Language has operated as a vehicle for debates concerned with cultural identity and political legitimacy in Ireland for much of its modern history. While the incorporation of Ireland into the United Kingdom by the Act of Union of 1800 marks a milestone in the cultural no less than the constitutional history of Ireland, the direction and dynamic of the 'language shift', from Irish to English as the general vernacular, were already well established and, as it seemed, irreversible, by the end of the eighteenth century.
Language and, even more crucially, religion, were the key elements of cultural discrimination in the great convulsion of the sixteenth and seventeenth centuries, the outcome of which was the establishment of a Protestant, overwhelmingly planter, new ruling class in Ireland, together with the triumph of the English language, law and politico-administrative institutions throughout Ireland, and the defeat of the whole institutional edifice of the Gaelic political and social order which had sustained and been mediated through the Irish language.

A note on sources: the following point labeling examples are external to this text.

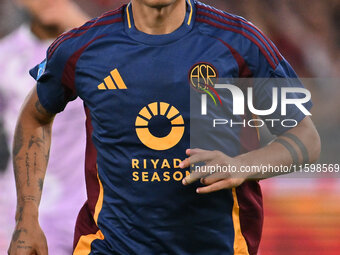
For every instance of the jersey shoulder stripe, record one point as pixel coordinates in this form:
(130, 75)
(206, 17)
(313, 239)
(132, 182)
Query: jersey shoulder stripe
(225, 21)
(106, 19)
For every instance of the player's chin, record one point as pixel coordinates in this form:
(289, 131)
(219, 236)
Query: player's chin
(158, 3)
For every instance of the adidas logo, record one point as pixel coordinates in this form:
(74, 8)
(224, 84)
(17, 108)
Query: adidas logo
(113, 81)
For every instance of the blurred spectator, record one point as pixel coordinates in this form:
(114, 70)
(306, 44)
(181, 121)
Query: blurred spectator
(64, 191)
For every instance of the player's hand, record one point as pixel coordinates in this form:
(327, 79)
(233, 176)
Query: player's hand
(28, 237)
(217, 180)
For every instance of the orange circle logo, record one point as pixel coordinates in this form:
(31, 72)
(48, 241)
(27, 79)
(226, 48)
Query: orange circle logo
(168, 114)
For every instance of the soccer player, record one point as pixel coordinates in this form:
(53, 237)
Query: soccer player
(19, 51)
(131, 69)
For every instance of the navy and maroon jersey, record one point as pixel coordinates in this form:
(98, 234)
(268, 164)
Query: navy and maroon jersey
(136, 94)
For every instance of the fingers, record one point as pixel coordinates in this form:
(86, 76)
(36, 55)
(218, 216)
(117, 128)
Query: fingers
(214, 178)
(194, 176)
(196, 156)
(224, 184)
(220, 185)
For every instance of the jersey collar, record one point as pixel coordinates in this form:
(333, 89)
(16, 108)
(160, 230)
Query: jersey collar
(137, 35)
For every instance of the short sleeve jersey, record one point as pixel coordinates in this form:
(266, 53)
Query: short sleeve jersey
(136, 94)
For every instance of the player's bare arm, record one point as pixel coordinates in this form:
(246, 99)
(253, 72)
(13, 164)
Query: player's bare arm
(30, 156)
(300, 145)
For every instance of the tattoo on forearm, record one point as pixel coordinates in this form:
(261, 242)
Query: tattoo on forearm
(17, 233)
(299, 143)
(47, 155)
(29, 198)
(39, 107)
(21, 245)
(17, 170)
(35, 140)
(35, 162)
(27, 169)
(20, 213)
(291, 150)
(18, 140)
(41, 184)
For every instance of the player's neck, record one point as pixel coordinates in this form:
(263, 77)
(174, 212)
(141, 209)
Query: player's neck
(44, 32)
(161, 20)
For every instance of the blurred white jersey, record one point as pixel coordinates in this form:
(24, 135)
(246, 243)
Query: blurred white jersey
(64, 187)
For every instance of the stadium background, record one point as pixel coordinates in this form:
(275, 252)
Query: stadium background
(302, 216)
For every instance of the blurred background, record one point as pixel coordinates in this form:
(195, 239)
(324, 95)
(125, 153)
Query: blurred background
(302, 216)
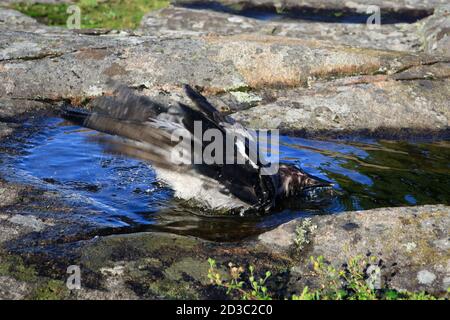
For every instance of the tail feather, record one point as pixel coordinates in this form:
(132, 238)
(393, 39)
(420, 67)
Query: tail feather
(76, 115)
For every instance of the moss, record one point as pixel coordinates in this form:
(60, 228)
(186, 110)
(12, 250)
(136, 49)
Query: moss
(190, 267)
(114, 14)
(14, 266)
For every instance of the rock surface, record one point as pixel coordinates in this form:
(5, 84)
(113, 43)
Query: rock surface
(179, 20)
(406, 6)
(278, 76)
(261, 72)
(413, 243)
(435, 31)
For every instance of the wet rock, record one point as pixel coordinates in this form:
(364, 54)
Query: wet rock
(404, 238)
(8, 194)
(12, 289)
(359, 6)
(30, 222)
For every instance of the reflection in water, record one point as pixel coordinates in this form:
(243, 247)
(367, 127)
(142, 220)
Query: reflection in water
(122, 192)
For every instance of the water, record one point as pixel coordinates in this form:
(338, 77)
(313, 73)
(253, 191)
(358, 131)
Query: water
(125, 193)
(305, 13)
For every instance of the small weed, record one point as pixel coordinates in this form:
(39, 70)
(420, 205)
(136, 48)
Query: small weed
(303, 232)
(252, 288)
(351, 282)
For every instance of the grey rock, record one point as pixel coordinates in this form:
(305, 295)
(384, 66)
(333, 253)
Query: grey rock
(337, 5)
(435, 32)
(426, 277)
(185, 21)
(12, 289)
(384, 233)
(8, 194)
(30, 222)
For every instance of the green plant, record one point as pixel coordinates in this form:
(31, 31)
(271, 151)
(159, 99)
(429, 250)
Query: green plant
(113, 14)
(250, 289)
(303, 232)
(351, 282)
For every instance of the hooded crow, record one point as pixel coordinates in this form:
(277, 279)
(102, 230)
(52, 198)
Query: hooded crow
(235, 179)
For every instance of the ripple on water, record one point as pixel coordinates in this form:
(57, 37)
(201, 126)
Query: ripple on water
(367, 174)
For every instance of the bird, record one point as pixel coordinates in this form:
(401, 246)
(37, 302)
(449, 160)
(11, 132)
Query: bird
(138, 126)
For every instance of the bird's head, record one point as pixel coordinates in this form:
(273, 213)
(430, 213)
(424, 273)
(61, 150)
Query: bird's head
(294, 181)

In the centuries that followed, language, together with religion, remained at the centre of the debate on Irish culture, community and identity. But the language shift to English, the language of power and of all the avenues to advancement, soon gathered momentum among those who aspired to improve their condition or to progress and participate fully in the life of the country under the new order. By the late eighteenth century, Irish was already considered the language of the past and of the poor; not only by the planter society, but by the emerging Catholic middle class in town and countryside, who, while continuing to use Irish in transactions or social intercourse with the lower orders, had themselves made the transition to English as the language of their domestic as well as their public lives. For the literate, Irish was still largely a scribal language of manuscripts, with only a limited presence in the world of print.